The second front is infrastructure design. Together with Emerald AI and a group of major generators including AES, Constellation, Invenergy, NextEra Energy and Vistra, NVIDIA is developing a new class of AI facilities designed to be flexible in how they consume and store energy.
Research from Duke University suggests that if data centres flex their demand for just a few hours each year, the US could absorb around 100 GW of new load without expanding generation capacity.
“The opportunity for the technology industry,” Marc says, “is to treat energy as a co-design challenge, not a cost to be procured.”
The buildout of AI infrastructure alone represents the largest infrastructure investment in history, layered on top of already accelerating electricity needs from transportation electrification, heating and population growth.
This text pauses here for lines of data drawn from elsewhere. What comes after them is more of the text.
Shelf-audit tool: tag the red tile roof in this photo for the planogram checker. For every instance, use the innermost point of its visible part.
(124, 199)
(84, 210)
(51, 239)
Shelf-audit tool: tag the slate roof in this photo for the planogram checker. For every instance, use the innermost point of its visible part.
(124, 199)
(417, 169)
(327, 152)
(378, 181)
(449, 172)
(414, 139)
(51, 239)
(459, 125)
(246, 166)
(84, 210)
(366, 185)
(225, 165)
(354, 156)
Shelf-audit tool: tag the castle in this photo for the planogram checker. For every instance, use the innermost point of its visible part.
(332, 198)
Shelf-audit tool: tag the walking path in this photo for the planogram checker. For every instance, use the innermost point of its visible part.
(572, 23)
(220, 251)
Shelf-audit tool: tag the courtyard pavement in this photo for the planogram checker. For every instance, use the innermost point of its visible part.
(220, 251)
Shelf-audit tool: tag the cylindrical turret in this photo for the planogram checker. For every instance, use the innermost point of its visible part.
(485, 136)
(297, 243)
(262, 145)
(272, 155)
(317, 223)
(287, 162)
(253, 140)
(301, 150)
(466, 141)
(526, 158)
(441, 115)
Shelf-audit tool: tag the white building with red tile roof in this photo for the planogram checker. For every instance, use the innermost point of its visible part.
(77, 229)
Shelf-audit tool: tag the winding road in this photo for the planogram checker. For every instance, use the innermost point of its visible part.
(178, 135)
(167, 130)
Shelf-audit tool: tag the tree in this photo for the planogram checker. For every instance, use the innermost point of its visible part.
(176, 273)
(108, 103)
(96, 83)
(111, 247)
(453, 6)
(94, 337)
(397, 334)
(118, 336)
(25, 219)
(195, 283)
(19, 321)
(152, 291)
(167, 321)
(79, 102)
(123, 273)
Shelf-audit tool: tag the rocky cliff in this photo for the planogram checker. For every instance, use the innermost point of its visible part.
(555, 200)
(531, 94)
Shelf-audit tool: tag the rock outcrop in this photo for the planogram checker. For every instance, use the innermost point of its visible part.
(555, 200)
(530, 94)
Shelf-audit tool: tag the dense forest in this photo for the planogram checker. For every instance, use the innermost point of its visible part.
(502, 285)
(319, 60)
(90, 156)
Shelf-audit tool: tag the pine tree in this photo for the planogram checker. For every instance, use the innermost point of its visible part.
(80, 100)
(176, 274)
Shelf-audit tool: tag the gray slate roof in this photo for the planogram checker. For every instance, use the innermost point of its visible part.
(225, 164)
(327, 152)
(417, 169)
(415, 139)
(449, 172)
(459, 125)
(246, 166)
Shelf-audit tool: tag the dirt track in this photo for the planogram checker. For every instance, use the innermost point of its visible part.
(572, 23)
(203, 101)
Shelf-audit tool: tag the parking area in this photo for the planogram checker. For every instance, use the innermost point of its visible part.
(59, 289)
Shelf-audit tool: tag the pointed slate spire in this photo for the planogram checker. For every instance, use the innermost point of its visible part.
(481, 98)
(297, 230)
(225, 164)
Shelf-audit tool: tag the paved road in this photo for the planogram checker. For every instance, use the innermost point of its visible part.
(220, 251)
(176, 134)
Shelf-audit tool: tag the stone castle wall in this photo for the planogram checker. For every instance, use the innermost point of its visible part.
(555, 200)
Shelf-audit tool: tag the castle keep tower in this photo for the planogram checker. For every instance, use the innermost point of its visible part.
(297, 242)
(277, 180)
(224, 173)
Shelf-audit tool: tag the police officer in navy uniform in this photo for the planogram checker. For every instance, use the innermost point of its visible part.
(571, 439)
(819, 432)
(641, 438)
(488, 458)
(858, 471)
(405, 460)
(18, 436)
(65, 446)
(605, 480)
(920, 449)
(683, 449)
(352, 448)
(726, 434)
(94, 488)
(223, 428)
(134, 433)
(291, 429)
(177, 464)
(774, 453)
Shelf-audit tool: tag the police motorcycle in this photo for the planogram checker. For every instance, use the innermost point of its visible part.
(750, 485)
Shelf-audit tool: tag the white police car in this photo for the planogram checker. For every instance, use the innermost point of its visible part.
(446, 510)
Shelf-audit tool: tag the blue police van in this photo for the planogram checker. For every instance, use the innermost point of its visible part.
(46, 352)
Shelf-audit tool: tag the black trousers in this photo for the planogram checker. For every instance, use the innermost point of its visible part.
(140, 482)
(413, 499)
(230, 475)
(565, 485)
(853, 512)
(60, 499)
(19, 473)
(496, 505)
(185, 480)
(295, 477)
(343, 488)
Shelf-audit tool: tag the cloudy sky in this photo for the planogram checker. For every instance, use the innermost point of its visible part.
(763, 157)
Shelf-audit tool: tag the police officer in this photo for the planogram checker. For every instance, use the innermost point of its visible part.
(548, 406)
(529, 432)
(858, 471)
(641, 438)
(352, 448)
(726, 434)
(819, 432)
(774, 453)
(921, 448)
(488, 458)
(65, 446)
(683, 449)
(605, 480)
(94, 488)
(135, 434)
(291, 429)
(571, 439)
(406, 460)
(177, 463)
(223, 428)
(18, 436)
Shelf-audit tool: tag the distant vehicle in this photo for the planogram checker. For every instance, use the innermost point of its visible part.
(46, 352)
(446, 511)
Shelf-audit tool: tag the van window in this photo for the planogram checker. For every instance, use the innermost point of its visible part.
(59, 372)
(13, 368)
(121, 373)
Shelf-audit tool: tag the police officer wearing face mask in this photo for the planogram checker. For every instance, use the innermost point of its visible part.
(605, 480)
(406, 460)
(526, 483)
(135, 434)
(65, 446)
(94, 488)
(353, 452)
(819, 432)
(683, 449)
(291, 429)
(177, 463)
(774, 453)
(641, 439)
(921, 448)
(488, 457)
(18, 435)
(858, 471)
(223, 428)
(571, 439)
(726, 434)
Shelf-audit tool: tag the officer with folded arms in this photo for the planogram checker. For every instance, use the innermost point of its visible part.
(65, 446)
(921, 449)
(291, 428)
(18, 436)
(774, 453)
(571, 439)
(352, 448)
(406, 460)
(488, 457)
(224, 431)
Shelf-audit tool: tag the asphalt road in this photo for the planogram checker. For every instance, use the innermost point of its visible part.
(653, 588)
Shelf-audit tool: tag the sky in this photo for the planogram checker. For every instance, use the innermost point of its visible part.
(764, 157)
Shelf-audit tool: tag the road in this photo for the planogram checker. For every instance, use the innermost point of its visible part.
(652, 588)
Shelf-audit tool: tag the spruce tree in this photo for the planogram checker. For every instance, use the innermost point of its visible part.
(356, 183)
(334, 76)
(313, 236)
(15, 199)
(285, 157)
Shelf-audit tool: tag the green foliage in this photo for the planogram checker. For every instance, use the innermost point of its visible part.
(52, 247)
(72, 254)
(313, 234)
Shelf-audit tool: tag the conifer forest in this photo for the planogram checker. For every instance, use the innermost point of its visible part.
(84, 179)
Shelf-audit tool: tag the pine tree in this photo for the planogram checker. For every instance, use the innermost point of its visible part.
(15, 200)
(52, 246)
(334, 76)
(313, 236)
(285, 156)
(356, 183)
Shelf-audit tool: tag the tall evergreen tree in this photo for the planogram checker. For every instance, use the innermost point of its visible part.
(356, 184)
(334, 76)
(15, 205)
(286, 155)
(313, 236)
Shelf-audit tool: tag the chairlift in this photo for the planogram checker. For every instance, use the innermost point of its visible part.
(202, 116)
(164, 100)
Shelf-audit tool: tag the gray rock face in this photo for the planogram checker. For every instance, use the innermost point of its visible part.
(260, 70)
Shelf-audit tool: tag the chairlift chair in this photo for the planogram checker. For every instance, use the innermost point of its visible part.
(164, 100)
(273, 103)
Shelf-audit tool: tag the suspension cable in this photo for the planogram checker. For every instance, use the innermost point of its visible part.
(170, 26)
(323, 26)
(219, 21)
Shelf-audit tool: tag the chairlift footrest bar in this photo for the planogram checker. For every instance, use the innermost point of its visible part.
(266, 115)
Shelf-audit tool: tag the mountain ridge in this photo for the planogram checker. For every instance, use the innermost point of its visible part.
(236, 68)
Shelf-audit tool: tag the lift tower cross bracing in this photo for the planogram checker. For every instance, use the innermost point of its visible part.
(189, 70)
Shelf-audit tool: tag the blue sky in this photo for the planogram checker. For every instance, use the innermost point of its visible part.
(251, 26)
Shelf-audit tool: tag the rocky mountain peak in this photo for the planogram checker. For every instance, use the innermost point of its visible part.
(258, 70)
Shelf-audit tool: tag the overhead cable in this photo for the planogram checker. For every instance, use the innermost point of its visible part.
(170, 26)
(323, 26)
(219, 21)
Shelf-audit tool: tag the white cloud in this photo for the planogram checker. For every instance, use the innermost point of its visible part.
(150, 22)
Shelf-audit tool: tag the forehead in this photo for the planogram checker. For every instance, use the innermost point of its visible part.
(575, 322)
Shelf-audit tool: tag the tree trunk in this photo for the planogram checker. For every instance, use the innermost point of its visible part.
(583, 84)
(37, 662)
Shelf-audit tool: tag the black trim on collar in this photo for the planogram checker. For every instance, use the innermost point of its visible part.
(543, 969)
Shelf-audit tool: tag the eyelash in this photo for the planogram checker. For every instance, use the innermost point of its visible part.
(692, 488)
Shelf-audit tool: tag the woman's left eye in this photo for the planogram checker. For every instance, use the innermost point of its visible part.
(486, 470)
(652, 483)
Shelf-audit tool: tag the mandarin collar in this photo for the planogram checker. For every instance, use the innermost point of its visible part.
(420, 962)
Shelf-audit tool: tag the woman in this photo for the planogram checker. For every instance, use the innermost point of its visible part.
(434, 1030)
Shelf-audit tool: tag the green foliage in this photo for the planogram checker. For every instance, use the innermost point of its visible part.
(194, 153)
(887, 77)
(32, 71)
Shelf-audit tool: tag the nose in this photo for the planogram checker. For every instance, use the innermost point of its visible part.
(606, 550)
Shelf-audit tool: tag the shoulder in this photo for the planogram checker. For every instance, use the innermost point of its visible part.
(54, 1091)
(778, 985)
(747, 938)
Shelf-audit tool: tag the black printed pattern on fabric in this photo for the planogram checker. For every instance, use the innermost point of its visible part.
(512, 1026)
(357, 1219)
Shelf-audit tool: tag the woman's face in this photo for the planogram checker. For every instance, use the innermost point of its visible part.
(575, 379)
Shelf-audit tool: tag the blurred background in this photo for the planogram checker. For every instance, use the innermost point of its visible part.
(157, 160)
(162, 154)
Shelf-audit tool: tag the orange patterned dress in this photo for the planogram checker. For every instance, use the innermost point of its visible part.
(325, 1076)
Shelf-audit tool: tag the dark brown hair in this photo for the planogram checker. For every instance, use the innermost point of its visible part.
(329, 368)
Accelerating the clean energy transition
Some of the most compelling applications Marc describes are on the clean energy side. Geothermal development, long constrained by the difficulty and expense of identifying viable well sites, is being transformed by AI-enhanced seismic imaging.
Nuclear energy, which is undergoing a huge revival in public and commercial interest this year, is seeing digital twins used to enable autonomous reactor operations and compress permitting timelines that have historically taken years.
At CERAWeek earlier this year, Microsoft and NVIDIA announced a collaboration providing end-to-end tools to streamline nuclear permitting, accelerate plant design and optimise operations across the industry.
On solar, NVIDIA partner Maximo recently completed a 100MW robotic installation at AES' Bellefield site using AI-driven robotics built on NVIDIA's accelerated computing platform.
The road ahead
Ask Marc where he expects the energy and technology industries to stand in five years, and the answer is unequivocal. “The lines between the two industries will be considerably harder to draw,” he notes.
AI infrastructure will be integrated into grid operations, participating in demand response and frequency regulation, co-located with generation assets in configurations that today exist only as pilots.
The choices being made now, he argues, will determine the shape of that convergence – how fast, how broadly and how responsibly it unfolds.
“The processes that today take years – permitting, interconnection studies, construction – can be compressed through AI-powered digital twins, automated engineering workflows and intelligent grid integration tools.”
For an industry accustomed to measured timescales and proven technology, that represents a genuine inflection point. Marc’s task is to make sure the energy sector is ready for it, and that NVIDIA is the partner standing alongside it when the time comes.